Sometimes, it takes years before He will answer a prayer. That was what happened to the prayer of the Christian mother of E. Howard Cadle. By the time he was 12, Cadle was already emulating his father, an alcoholic. It would take just a matter of time before he would be in the grip of sex, gambling, and the crime syndicate.

“Always remember, son,” his worried mother often said, “that at eight o’clock every night I’ll be kneeling beside your bed, asking God to protect my precious boy.” But her prayers didn’t seem to slow him down until one evening, on a rampage, he pulled a gun on a man and squeezed the trigger. The weapon never fired and someone quickly knocked it away. Cadle noticed that it was exactly eight o’clock.

It came to pass that Cadle’s health deteriorated and the doctor told him he had only six months to live. Dragging himself home, penniless and pitiful, he collapsed in his mother’s arms saying, “Mother, I’ve broken your heart. I’d like to be saved, but I’ve sinned too much.”

The old woman opened her Bible and read Isaiah 1:18 which said: “Though your sins are like scarlet, they shall be as white as snow.” That windswept morning, on March 14, 1914, Cadle became a Christian.

Mysterious ways

There are instances that God answers prayers in mysterious ways.

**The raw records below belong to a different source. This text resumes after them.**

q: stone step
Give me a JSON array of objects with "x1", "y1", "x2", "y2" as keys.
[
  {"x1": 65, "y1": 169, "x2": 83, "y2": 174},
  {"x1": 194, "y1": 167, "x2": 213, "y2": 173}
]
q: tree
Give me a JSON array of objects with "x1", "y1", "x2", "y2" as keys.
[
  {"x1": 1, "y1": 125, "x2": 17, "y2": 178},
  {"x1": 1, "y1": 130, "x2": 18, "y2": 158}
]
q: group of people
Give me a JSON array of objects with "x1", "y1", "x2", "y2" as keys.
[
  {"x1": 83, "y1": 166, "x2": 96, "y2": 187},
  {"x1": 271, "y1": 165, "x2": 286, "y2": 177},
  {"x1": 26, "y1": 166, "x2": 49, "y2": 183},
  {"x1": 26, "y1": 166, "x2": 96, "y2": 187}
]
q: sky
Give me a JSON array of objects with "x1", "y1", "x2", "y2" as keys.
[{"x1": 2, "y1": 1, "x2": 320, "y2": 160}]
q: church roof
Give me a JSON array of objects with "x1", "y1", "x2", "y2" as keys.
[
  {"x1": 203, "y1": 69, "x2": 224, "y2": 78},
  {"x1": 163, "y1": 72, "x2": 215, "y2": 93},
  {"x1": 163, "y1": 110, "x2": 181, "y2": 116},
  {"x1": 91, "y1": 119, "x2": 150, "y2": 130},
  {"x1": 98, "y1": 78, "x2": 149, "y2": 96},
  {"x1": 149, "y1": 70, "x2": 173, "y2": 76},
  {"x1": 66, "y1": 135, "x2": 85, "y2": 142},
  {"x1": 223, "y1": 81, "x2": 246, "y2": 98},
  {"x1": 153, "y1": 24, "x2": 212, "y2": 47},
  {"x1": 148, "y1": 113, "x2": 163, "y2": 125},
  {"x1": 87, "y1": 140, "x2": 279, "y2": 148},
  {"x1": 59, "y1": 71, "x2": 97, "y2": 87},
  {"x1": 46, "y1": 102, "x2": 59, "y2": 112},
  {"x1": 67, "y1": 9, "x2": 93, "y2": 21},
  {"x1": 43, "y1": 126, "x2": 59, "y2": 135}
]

In L’Abri, Edith Schaeffer shared her own story. Once, while Francis and Edith Schaeffer returned from the United States to their Swiss home, young Franky grew ill and lost his ability to walk. The doctor diagnosed polio, and Edith devoted her waking hours to caring for him.

Francis was in Italy when Franky suffered another attack. The local doctor arrived, begging to inject the child with a virtually untested serum he had invented. “Please let me use it. Don’t deny the boy the possibility of help. He may never walk again otherwise,” the doctor said.

Edith, sick with panic, silently cried. “Oh Father, show me what is best. I’ll go with the doctor unless you stop me, God. I don’t know what else to do.” Meanwhile, the doctor paced the floor, saying, “Hurry, hurry… no time to lose.”

Jumping in the car, they raced to the small hospital. The ether mask was affixed over Franky’s screaming face, and the injection was given, with another scheduled for the morning.

Before the night was over, Edith again prayed hard. In the morning, the doctor walked in with the nurse and as she started to pull the cot towards the operation room, the doctor put his hand and said sharply, “Wait!” Then he gazed at Franky a few minutes and finally said: “I’ve changed my mind. We won’t do it.” The second injection was never given.

“Whatever that injection did, Franky did not have any paralysis, and the day came when he could sit up, then stand and, finally, walk,” Edith wrote. But why does God answer someone’s prayer negatively? There are several reasons. It maybe because what you are asking is bad for you. Or, He may have something much more than what you are asking from Him.

Pray it through

Perhaps this anecdote, shared by Donald T. Regan, can give you an idea:

There was a man whose business had fallen on hard times. He was a devout person, and had given generously to his church for many years. He figured that perhaps there were accounts received he hadn’t pursued. So he went to church and asked God to let him win the lottery. He waited, expectantly, but nothing happened.

So, he returned to church, somewhat upset. Once again, he pleaded his case. And once again, there was nothing. The next time, angry, he shouted at the Almighty, “Why don’t you give me a break?” Suddenly, a great wind swept through the church and a deep powerful voice said: “Give you a break? Why don’t you give me a break? At least buy a ticket!”

In Love Finds You in Poetry, Janice Hanna wrote: “Really, there is only one sensible thing to do. Stay the course. Pray it through, day by day, minute by minute. The Lord has an answer and it will surely come.”